Because of this intra-company competition, Dougherty said, it is likely that new technologies would likely lose out and be off as long as possible because they have huge development costs.

"Oil companies presently controlling extensive reserves would be permitted to retain these reserves," he said. "While the amount of as-yet-undiscovered coal, and uranium reserves in the U.S. is subject to considerable debate, the actual amount of these reserves may be quite small.

"If so," Dougherty warned, "the bill affords companies like Exxon and Continental, in the coal industry, and Gulf and Kerr-McGee, in the uranium industry, permanent control over substantial shares of the relevant reserve markets."

Instead, Daugherty suggested, the legislation should put a "cap" on the percentage of the total amount of coal or uranium reserves that can be owned by one company. As reserve estimates or economies of scale change, he said, "the cap could be adjusted accordingly."

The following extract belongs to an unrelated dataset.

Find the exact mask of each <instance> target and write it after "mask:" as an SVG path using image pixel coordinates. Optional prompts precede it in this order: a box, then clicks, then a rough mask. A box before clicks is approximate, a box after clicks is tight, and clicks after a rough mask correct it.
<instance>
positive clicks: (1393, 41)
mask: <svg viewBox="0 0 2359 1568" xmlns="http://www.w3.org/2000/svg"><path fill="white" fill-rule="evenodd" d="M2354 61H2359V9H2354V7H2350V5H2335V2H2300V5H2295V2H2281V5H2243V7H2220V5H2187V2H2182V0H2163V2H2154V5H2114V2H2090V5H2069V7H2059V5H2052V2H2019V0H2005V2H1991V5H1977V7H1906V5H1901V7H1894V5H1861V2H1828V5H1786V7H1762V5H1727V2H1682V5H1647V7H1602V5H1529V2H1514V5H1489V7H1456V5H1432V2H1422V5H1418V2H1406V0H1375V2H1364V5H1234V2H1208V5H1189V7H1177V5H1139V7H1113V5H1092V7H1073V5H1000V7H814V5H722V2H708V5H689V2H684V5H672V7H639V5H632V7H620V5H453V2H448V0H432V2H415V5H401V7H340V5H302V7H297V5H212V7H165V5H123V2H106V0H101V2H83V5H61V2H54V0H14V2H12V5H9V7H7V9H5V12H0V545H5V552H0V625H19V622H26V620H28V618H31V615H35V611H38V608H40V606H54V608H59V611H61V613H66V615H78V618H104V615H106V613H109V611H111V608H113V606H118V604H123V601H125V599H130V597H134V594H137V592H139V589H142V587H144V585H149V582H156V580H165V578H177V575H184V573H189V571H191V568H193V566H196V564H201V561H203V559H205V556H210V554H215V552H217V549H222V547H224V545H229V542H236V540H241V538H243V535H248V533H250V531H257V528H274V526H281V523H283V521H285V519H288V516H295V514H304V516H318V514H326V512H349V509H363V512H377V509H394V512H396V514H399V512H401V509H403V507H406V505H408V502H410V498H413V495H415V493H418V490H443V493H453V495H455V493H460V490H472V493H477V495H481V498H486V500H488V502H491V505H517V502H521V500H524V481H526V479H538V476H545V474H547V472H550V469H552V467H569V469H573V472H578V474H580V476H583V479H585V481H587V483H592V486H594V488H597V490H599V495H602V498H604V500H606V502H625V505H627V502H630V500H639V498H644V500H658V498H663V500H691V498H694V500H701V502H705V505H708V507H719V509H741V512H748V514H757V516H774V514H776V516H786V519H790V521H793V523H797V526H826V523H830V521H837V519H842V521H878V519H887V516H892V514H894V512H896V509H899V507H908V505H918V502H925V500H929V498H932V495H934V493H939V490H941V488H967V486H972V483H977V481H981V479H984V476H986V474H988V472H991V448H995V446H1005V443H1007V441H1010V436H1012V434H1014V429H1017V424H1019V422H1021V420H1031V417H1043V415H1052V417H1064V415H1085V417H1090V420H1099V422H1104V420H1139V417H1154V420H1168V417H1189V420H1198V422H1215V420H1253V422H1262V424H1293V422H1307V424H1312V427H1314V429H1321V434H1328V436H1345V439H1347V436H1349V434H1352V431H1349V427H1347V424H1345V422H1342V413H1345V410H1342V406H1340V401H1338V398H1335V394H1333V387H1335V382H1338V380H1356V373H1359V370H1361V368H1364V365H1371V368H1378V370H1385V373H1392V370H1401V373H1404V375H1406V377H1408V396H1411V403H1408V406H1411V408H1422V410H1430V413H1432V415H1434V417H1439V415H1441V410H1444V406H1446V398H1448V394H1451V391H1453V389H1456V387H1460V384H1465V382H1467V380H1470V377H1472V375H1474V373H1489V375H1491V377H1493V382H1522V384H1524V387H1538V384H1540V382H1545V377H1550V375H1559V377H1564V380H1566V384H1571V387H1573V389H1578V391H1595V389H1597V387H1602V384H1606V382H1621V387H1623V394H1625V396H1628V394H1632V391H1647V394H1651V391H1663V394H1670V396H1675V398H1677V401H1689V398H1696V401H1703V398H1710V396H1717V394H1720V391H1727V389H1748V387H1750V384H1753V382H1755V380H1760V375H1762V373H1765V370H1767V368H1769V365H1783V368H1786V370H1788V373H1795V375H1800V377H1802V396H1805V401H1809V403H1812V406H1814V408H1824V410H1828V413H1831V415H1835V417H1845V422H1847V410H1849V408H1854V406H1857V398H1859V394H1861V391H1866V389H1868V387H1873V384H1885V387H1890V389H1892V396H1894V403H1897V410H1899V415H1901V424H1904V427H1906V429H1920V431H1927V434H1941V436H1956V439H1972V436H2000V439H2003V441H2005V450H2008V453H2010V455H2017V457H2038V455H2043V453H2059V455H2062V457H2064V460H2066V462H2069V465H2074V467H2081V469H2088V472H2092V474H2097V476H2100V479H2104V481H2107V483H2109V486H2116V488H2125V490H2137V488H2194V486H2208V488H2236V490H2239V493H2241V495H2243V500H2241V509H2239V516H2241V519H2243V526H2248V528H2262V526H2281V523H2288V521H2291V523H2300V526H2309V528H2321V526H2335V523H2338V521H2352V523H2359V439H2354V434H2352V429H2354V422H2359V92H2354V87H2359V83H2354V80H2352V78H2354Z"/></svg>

"At the present time, I believe a five percent cap on coal reserves seems roughly reasonable," he said. He also proposed a 5 percent cap for uranium, but said that "this question is far more open."

Shenefield said there is no competition problem, and existing antitrust laws would safeguard against the problem raised by the proposed legislation.

"By denying coal leases and uranium claims to major oil companies, we could be severely restricting the ability of these companies to compete in coal and uranium markets," he said. "Such a restriction would increase somewhat the likelihood of anti-competitive behavior by the existing firms in those markets."

Shenefield said "the potential for (this legislation - H.R. 8) to lessen competition in coal enough to caution benefits of the bill clearly outweight its anticompetitive potential."

Since oil companies "are experience in extractive industries and have the capital to devote to the development of energy supplies," Shenefield added, "restricting their ability to apply their expertise to the development of coal and uranium supplies could lessen competition and result in the development of some of these resources in a less efficient manner."